This publication was produced as part of contract NB775010-23-01781 with the National Institute of Standards and Technology. The contents of this publication do not necessarily reflect the views or policies of the National Institute of Standards and Technology or the US Government.
Copyright, Use, and Licensing Statements
NIST Technical Series Publication Identifier Syntax
John Dziurłaj (2024) Implementation Guidance for Common Data Formats. (National Institute of Standards and Technology, Gaithersburg, MD), NIST Grant/Contractor Report (GCR) NIST GCR 24-058. https://doi.org/10.6028/NIST.GCR.24-058
Keywords Common data format, Election technology.

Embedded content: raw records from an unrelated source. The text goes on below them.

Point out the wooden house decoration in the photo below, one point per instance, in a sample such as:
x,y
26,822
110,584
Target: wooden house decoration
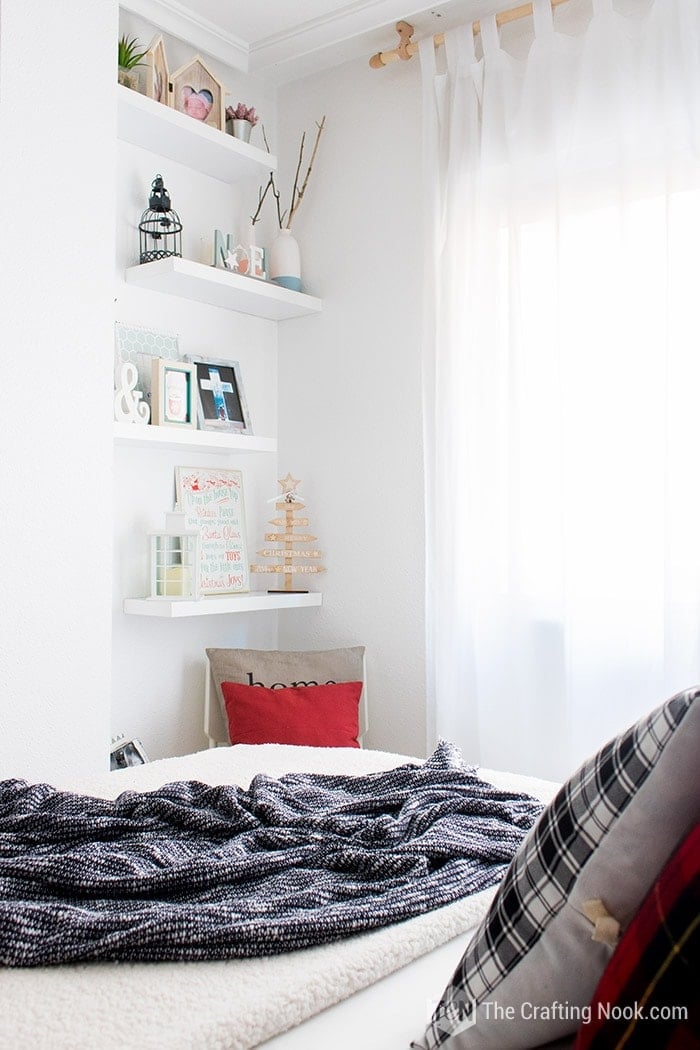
x,y
196,91
155,63
285,555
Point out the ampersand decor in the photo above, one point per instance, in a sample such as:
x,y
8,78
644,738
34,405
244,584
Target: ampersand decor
x,y
128,406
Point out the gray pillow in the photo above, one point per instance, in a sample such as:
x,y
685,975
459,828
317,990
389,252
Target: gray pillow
x,y
276,669
532,965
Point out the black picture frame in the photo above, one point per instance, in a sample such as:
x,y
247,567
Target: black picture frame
x,y
221,403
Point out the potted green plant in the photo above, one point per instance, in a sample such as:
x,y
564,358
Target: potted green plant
x,y
128,58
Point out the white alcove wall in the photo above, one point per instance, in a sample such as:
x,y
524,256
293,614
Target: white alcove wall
x,y
354,377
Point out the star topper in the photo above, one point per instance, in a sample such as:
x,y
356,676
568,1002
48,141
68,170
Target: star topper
x,y
289,490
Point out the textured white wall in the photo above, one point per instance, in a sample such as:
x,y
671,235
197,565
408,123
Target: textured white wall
x,y
349,380
57,193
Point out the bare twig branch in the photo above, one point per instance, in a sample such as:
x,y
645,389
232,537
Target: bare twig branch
x,y
295,187
297,194
276,194
261,195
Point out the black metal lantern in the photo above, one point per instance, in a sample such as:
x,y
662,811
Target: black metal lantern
x,y
160,227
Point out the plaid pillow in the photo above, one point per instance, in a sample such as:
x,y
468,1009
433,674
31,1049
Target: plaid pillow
x,y
649,993
531,968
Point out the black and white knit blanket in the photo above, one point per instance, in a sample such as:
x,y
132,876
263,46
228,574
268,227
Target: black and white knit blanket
x,y
193,872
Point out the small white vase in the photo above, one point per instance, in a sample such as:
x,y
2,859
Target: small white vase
x,y
285,261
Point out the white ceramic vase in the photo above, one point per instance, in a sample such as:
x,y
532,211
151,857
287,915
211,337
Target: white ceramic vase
x,y
285,261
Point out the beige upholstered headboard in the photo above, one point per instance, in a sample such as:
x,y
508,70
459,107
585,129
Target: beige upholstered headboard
x,y
268,667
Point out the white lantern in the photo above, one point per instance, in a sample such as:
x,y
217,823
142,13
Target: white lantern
x,y
174,560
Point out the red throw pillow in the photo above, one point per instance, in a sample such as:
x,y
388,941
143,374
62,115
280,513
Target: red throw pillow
x,y
648,995
319,716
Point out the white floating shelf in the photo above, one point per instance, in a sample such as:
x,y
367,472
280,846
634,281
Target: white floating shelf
x,y
221,288
140,436
154,126
216,606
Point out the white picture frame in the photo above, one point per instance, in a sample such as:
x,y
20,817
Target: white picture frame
x,y
173,400
212,500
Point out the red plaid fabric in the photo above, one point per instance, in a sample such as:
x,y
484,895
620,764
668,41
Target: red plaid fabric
x,y
650,992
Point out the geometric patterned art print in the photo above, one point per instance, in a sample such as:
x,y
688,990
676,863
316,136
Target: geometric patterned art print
x,y
139,345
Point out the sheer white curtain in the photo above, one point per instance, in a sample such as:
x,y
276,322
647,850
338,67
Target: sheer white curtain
x,y
563,379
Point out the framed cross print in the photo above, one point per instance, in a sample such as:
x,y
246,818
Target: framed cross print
x,y
220,399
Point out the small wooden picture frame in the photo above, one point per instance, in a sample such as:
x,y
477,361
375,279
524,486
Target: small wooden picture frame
x,y
172,401
220,399
196,91
157,75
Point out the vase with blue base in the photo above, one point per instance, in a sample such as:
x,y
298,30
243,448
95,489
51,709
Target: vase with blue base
x,y
285,261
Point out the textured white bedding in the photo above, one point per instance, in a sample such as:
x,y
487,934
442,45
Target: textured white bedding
x,y
239,1004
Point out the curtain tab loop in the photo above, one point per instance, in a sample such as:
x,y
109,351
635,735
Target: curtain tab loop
x,y
489,34
544,19
426,51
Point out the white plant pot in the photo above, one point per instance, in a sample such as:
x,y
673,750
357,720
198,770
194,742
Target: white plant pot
x,y
239,129
285,261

This document provides an in-depth guide for voting system manufacturers, election officials, technologists and other stakeholders on the practical implementation of NIST Voting Common Data Formats (CDFs). By adhering to these recommendations, stakeholders can facilitate a smooth transition to standardized data handling, improving the efficiency, accuracy, and transparency of election processes.

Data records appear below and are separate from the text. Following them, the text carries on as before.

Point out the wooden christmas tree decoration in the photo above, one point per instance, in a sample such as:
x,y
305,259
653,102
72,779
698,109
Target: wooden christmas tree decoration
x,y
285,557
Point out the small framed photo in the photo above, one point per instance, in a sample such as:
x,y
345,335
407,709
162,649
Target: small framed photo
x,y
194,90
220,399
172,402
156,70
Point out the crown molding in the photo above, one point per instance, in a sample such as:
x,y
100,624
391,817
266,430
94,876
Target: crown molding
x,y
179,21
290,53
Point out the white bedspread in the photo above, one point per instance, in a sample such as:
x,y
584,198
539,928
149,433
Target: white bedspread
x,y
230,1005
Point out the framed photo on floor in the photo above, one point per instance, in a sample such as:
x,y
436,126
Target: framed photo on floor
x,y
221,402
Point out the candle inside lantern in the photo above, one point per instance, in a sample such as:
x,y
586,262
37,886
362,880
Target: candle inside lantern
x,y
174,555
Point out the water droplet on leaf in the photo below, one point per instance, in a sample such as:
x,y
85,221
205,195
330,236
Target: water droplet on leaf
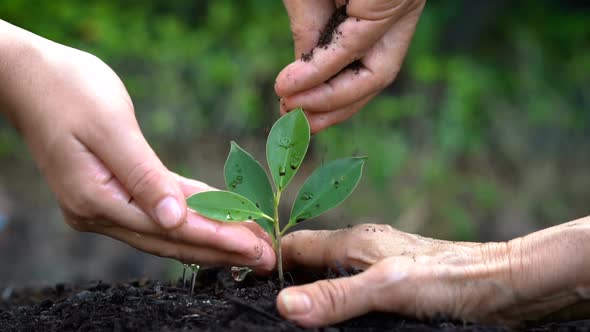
x,y
302,217
285,142
240,273
306,196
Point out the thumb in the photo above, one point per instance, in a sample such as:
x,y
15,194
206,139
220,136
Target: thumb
x,y
122,147
327,301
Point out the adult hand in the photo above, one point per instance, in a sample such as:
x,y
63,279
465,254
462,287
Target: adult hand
x,y
376,33
509,282
79,123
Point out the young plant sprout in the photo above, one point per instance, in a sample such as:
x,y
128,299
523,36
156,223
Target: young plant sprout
x,y
250,195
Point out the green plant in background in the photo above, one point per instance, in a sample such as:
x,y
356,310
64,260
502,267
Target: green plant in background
x,y
250,195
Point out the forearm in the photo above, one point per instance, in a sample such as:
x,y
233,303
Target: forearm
x,y
549,269
22,55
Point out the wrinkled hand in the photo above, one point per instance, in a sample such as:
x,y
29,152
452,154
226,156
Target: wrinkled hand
x,y
422,277
377,33
79,122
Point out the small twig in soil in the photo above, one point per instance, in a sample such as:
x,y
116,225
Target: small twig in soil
x,y
252,307
341,269
193,281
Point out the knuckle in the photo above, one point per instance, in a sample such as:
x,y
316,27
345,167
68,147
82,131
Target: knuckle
x,y
385,81
332,297
81,205
142,178
77,225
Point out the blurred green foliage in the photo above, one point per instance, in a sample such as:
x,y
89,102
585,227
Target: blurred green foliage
x,y
489,115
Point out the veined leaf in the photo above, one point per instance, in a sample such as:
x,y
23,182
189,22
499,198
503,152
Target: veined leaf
x,y
286,146
326,188
245,176
224,206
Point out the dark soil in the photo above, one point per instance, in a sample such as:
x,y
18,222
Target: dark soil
x,y
328,32
218,304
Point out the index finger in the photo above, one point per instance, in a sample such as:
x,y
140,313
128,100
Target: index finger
x,y
349,42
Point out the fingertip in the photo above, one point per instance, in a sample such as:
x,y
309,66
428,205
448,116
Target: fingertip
x,y
170,212
295,304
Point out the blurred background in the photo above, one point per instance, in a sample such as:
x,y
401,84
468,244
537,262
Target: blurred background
x,y
485,134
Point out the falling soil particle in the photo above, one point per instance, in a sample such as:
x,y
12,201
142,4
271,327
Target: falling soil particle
x,y
219,304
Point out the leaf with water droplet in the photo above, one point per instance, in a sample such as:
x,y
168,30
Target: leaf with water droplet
x,y
240,273
245,176
286,146
224,206
326,188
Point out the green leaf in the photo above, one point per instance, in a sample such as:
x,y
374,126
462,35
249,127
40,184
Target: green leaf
x,y
224,206
245,176
286,146
326,188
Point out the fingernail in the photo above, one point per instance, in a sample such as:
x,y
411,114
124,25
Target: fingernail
x,y
168,212
296,303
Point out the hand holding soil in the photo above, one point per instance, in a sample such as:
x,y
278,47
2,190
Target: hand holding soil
x,y
510,282
79,123
346,54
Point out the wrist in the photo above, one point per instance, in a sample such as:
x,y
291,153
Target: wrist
x,y
22,56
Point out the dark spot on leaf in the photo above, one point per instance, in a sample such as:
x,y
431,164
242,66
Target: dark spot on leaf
x,y
306,196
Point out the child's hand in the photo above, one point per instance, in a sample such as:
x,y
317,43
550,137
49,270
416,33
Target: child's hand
x,y
79,123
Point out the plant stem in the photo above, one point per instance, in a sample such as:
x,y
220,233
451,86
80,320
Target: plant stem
x,y
278,236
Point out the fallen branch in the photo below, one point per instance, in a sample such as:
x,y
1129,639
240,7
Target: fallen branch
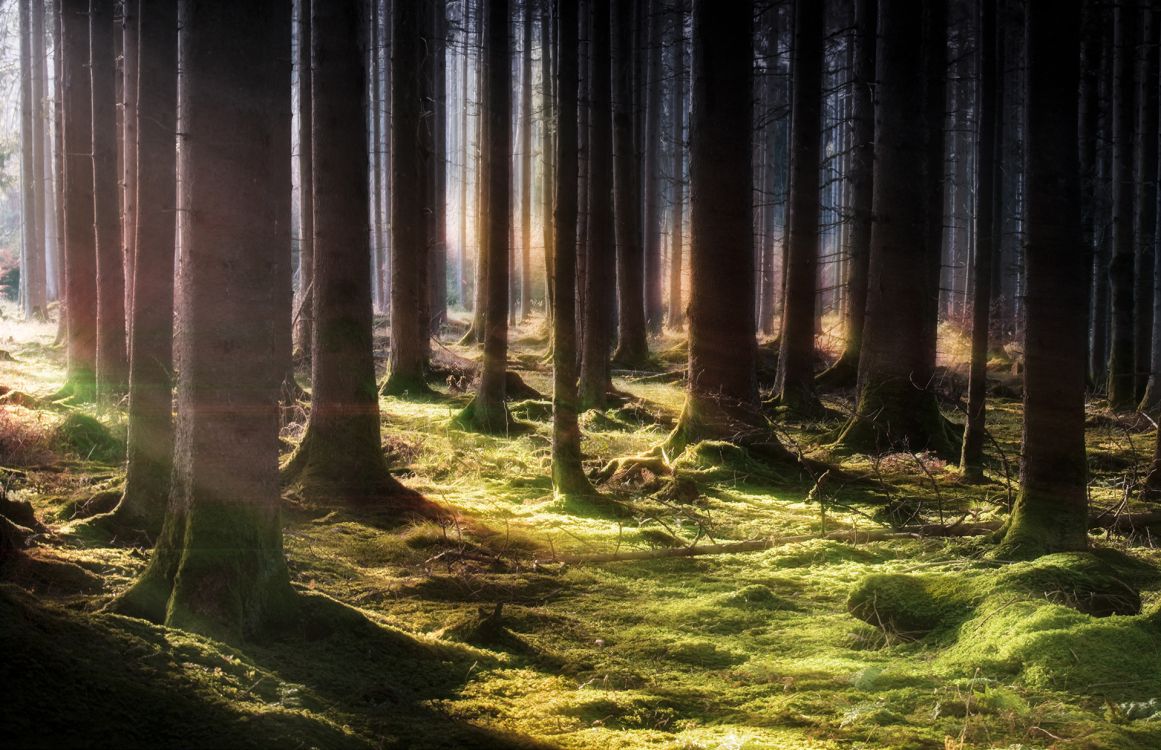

The document is structured to address various aspects of CDF implementation. It includes sections on the practical applications of each CDF within election systems, offering comprehensive use-case scenarios for ballot definition, vote recording (via cast vote records), and results reporting. Detailed guidance is provided on where to access necessary resources, tools, and documentation.
Additionally, the document explains the Unified Modeling Language (UML) notation used to describe each CDF, aiding in the understanding of data model structures and the transformation of these models into XML Schema Definition (XSD) and JavaScript Object Notation (JSON) schemas. It also discusses methodologies for managing identifiers within the CDFs and provides an extensive background on geopolitical geography's significance in elections.
Concrete implementation concerns such as text encoding, line endings, internationalization, and system limits are addressed, alongside mechanisms for enforcing best practices. The document highlights the importance of automated tools and techniques for ensuring compliance with specified standards and guidelines, including validation frameworks and testing suites.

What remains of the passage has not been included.